A reportagem é de Cátia Guimarães, publicada por EPSJV/Fiocruz, 24-01-2022.
Era para ser o primeiro de uma sequência de dez anos em que se promoveria um conjunto de ações para melhorar a qualidade de vida das pessoas idosas. Mas a Década do envelhecimento saudável, estabelecida pela Organização Mundial de Saúde (OMS) como o período de 2021 a 2030, começou com uma pandemia que atingiu em cheio as populações mais velhas e matou milhões de idosos em todo o mundo – no Brasil, pesquisa da Fiocruz mostrou que, em 2020, quando ainda não havia vacina disponível no país, 75% dos óbitos por Covid-19 foram de pessoas acima de 60 anos.
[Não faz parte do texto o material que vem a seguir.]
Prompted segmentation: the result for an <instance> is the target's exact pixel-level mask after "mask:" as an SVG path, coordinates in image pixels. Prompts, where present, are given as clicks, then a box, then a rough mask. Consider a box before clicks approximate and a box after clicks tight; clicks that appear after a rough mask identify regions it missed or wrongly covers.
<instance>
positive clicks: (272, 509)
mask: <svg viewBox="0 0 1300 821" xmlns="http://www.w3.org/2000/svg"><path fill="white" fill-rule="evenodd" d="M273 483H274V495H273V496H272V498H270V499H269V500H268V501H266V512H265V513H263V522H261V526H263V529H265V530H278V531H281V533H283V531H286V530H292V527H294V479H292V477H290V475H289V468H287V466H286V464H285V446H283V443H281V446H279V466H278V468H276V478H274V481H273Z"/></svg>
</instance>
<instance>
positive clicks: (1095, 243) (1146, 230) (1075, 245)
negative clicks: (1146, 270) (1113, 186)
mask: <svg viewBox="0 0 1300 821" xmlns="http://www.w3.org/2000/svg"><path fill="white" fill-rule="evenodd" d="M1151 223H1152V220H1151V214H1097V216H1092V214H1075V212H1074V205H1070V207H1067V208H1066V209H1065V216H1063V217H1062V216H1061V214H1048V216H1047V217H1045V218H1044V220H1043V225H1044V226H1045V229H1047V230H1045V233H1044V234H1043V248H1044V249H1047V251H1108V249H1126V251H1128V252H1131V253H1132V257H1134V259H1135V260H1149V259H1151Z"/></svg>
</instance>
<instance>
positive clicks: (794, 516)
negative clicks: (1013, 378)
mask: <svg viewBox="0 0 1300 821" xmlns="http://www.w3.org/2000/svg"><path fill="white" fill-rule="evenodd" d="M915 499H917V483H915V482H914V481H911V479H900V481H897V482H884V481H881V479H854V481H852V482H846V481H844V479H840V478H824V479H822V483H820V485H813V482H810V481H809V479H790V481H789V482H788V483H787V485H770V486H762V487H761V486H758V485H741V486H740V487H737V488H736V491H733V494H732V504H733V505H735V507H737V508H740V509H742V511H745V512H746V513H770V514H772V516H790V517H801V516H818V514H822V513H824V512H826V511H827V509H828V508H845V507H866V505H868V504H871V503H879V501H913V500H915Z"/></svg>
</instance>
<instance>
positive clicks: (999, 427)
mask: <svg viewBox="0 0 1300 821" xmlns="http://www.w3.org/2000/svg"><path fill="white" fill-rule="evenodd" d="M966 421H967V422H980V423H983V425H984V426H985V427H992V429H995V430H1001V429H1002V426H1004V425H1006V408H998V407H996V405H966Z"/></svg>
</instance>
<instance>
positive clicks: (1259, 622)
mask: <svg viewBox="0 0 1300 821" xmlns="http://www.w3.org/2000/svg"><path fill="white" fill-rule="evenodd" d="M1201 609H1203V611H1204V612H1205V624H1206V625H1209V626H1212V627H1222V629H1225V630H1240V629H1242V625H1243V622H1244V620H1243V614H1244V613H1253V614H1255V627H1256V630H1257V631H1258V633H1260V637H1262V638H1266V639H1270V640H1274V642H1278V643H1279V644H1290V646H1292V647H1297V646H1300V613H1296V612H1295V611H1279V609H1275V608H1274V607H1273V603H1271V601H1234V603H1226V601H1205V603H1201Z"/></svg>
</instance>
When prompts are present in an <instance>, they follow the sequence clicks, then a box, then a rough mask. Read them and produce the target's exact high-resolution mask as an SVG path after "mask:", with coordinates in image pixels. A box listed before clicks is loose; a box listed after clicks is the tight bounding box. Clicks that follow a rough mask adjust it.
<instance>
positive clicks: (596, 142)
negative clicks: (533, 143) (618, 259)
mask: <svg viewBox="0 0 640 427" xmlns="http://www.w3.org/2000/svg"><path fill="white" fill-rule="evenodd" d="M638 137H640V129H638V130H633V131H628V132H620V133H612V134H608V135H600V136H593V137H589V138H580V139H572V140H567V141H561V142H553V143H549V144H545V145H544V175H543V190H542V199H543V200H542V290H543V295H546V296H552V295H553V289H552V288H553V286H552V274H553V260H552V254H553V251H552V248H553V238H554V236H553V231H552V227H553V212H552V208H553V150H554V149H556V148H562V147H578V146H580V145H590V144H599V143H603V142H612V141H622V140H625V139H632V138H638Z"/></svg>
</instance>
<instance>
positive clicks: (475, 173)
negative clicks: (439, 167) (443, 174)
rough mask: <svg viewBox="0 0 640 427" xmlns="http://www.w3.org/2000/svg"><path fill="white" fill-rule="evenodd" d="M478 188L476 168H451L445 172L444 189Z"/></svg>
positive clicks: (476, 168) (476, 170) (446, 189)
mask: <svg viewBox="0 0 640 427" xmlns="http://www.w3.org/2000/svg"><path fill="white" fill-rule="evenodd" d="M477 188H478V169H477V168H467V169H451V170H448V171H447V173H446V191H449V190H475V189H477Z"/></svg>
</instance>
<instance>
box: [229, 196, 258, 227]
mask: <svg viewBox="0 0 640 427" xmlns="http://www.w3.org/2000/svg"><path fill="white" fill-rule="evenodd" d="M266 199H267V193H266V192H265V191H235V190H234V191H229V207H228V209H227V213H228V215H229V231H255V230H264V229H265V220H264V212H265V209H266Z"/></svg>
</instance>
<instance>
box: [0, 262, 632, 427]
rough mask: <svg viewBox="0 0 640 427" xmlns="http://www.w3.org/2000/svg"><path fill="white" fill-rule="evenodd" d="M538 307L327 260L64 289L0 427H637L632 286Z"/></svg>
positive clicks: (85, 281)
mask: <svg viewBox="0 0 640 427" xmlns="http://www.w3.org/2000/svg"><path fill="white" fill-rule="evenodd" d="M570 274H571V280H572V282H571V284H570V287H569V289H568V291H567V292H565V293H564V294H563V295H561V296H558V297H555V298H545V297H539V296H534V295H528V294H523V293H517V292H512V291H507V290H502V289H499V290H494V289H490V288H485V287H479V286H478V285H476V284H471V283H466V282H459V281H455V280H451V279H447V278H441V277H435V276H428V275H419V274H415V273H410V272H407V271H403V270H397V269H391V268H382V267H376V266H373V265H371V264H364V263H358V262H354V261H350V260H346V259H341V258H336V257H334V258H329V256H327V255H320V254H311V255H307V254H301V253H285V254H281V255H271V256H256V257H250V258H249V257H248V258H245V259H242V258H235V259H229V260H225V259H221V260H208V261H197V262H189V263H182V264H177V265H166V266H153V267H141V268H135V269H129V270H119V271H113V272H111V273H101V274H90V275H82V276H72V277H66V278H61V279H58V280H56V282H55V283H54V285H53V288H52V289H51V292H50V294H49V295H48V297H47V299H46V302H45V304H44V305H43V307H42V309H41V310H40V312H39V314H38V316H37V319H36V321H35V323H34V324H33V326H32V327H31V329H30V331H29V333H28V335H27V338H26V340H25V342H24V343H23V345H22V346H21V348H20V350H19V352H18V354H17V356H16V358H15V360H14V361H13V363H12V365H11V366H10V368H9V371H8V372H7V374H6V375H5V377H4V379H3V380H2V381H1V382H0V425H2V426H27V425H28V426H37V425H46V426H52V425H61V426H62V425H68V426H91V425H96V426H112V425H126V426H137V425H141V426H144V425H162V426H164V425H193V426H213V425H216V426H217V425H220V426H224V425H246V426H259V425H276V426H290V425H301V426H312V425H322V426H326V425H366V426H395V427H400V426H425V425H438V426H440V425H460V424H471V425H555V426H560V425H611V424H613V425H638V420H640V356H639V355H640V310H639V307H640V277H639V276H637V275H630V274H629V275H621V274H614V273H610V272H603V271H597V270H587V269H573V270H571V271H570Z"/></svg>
Mais do que uma “ironia do destino”, como caracteriza Yeda Duarte, professora da Universidade de São Paulo (USP) e coordenadora do estudo Saúde, Bem-estar e Envelhecimento (Sabe) no Brasil, a tragédia deve funcionar como um alerta. “Eu acho que a pandemia revelou as mazelas que a gente sempre teve e não queria enxergar. Porque a questão do envelhecimento como demanda de melhora de qualidade do acesso e criação de serviços específicos já está posta há décadas, só que ninguém quer ouvir”, resume Karla Giacomin, médica geriatra e presidente da Frente Nacional de Fortalecimento às Instituições de Longa Permanência, criada no contexto da pandemia.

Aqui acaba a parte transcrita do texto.